LIBRARY JOURNAL REVIEW FOR HANNU RAJANIEMI’S SUMMERLAND
A great Library Journal review for SUMMERLAND by Hannu Rajaniemi, published by Gollancz in the UK and Tor in the US in June:
In 1938 Britain, the Queen is dead but still ruling the living from afar in Summerland, the city of the afterlife. Stakes of “life or death” no longer have meaning, and the most important commodity on both planes of existence is power. What matters in life if it does not stop at death? Rachel White is a secret intelligence officer with a penchant for interrogating Soviet spies and avoiding her suffocating marriage. She uncovers a mole in Summerland, but her fears are dismissed by her superiors. Humiliated and demoted, Rachel embarks on a rogue mission to bring down the mole and clean house in both the living and dead British Empire. Finnish-born Rajaniemi (“Jean le Flambeur” series) takes a familiar premise (Soviet vs.

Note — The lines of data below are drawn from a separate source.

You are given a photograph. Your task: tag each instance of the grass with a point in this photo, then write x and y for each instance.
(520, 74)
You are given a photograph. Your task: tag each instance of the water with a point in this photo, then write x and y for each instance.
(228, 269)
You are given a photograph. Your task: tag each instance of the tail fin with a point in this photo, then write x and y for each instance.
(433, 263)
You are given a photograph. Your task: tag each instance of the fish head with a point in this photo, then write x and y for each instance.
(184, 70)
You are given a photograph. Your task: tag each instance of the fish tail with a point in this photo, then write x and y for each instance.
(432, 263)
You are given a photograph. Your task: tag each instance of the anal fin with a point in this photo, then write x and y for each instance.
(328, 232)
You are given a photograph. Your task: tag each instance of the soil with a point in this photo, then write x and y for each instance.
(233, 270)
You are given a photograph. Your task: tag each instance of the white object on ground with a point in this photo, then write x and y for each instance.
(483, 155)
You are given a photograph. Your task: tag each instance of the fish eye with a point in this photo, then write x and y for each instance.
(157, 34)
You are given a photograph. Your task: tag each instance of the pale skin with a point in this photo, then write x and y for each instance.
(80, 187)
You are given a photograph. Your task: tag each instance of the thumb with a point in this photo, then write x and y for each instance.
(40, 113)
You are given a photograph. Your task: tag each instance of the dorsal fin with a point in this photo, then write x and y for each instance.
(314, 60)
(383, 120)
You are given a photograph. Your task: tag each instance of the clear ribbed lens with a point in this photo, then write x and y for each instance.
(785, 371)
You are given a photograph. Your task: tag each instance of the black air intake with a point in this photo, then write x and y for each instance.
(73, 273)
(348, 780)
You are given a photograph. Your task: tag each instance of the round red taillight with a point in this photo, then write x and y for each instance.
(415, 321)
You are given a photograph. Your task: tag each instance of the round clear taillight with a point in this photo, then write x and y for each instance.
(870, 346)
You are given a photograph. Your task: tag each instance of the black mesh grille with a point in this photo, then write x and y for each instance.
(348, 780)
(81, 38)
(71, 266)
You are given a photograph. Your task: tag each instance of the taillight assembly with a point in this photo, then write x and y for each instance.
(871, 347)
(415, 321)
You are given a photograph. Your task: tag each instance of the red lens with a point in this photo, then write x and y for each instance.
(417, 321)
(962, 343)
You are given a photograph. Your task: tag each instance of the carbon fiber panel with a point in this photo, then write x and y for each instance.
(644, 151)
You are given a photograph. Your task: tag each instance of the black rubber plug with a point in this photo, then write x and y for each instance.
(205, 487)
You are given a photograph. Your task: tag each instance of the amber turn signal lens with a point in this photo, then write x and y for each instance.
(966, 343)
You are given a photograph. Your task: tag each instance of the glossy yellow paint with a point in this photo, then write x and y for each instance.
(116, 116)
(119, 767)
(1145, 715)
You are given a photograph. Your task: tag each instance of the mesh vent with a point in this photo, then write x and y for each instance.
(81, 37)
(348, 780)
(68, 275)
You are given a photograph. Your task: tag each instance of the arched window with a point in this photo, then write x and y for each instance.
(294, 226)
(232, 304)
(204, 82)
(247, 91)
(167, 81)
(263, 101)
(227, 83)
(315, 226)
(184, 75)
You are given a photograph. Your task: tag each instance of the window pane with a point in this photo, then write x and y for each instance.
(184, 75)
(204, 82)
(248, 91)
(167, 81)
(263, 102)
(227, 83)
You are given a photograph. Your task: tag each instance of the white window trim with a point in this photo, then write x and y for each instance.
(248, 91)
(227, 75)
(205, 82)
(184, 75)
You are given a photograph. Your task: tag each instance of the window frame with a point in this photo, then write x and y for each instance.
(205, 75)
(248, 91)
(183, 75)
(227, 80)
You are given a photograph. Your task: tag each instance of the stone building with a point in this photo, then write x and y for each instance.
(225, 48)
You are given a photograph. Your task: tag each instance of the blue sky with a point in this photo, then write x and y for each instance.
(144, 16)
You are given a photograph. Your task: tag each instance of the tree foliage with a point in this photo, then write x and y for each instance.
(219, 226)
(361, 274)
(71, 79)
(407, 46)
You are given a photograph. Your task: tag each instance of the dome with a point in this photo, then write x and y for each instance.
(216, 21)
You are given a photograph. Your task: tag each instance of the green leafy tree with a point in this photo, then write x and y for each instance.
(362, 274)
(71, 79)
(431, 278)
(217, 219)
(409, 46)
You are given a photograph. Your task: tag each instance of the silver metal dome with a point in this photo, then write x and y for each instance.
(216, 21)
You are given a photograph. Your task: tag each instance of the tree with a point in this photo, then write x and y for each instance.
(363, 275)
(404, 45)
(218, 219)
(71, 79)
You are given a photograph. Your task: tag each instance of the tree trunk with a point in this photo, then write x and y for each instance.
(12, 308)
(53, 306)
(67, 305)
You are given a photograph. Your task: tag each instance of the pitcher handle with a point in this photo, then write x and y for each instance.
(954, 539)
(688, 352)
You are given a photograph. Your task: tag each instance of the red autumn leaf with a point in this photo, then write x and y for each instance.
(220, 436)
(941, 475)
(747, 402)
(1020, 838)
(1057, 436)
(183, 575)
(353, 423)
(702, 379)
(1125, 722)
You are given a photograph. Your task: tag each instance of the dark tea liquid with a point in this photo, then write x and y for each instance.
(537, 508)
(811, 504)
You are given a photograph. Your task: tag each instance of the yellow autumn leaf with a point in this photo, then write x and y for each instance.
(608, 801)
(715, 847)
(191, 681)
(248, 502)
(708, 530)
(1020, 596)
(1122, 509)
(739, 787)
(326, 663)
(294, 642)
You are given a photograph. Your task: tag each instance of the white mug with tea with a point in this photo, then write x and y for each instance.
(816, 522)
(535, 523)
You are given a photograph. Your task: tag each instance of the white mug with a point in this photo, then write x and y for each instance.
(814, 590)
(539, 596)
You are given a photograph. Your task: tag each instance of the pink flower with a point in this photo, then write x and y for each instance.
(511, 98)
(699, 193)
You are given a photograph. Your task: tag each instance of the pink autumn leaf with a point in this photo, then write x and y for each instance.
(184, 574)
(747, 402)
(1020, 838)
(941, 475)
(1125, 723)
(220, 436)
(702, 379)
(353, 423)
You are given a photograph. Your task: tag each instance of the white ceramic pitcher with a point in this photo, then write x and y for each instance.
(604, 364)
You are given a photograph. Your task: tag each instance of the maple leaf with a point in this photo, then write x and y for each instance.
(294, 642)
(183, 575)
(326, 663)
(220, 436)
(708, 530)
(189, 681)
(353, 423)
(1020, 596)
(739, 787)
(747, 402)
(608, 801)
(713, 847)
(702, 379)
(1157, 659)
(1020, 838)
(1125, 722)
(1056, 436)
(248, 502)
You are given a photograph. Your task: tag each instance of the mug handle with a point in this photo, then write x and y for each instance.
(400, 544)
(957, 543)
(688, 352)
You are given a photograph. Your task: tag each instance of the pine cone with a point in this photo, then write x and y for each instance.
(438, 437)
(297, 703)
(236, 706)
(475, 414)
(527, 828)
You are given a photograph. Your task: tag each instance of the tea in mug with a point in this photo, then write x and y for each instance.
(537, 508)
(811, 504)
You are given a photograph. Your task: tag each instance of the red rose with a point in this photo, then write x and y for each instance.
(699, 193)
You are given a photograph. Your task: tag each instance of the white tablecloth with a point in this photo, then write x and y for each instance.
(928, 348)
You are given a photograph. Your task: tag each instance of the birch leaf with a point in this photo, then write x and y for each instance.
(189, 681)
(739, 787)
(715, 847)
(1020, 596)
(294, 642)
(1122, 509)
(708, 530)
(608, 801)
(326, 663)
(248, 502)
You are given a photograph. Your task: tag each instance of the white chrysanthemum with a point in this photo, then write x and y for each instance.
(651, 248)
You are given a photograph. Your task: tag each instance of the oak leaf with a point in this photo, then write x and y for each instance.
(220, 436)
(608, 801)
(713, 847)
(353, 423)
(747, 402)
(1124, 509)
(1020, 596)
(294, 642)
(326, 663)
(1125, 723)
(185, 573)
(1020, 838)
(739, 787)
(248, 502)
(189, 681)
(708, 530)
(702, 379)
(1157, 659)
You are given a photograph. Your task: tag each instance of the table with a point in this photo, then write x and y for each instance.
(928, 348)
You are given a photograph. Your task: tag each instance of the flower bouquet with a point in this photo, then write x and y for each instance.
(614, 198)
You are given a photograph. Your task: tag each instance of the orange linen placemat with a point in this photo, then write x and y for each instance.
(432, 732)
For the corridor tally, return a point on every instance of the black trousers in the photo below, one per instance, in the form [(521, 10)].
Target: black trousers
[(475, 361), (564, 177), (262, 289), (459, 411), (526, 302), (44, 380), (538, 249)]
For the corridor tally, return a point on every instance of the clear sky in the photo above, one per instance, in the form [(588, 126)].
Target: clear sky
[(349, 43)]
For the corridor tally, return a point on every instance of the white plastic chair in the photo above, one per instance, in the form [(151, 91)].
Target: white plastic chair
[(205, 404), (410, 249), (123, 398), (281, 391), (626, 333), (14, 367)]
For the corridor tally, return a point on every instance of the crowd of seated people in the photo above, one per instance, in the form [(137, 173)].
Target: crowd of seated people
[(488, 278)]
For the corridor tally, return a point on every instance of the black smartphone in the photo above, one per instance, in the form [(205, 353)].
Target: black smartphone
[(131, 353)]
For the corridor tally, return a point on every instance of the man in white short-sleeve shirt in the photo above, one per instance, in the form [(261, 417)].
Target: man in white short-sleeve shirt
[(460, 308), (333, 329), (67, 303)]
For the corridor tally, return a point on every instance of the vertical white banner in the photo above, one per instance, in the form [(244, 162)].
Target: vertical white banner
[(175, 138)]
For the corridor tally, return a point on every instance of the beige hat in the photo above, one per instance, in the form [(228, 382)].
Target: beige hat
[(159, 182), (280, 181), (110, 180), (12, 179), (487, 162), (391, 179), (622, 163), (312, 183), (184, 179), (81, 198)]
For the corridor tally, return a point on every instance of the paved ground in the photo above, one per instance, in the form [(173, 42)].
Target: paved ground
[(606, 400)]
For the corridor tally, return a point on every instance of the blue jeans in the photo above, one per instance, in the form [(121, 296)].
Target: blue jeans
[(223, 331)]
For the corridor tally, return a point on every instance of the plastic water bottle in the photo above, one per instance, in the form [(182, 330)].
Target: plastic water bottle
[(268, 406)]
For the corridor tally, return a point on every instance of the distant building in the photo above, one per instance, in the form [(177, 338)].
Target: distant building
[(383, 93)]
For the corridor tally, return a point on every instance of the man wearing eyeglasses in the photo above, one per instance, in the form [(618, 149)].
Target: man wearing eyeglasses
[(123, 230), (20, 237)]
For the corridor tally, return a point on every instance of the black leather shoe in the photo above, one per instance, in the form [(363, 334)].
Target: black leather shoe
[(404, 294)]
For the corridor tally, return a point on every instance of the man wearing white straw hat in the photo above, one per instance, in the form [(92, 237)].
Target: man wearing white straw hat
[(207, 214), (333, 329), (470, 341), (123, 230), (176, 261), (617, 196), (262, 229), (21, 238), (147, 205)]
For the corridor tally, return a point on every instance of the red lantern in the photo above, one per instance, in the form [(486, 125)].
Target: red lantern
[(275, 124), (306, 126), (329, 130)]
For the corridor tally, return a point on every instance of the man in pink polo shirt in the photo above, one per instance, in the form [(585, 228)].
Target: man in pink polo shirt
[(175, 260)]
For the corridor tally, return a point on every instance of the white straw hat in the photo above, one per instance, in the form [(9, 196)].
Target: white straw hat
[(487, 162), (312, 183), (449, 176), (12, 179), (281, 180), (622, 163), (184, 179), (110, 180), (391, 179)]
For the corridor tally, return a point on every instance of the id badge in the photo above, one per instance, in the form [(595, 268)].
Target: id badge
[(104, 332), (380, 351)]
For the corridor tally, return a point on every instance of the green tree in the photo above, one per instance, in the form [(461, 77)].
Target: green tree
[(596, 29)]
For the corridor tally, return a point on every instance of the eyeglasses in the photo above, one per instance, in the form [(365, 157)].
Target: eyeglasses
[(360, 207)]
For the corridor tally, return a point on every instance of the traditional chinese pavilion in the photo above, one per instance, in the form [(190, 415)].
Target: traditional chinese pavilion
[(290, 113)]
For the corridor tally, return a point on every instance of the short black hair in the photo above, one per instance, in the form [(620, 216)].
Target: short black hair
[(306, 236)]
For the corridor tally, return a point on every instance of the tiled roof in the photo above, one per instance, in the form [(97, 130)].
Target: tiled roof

British spies in the 1930s) and turns it into something new, a complex philosophical espionage story interwoven with mathematical theory and ghosts, taking great care to make Summerland an intricate and vivid world of technological and spiritual wonder.
VERDICT: Recommended for the author’s fans and readers who enjoy Ben Aaronovitch and Adam Roberts.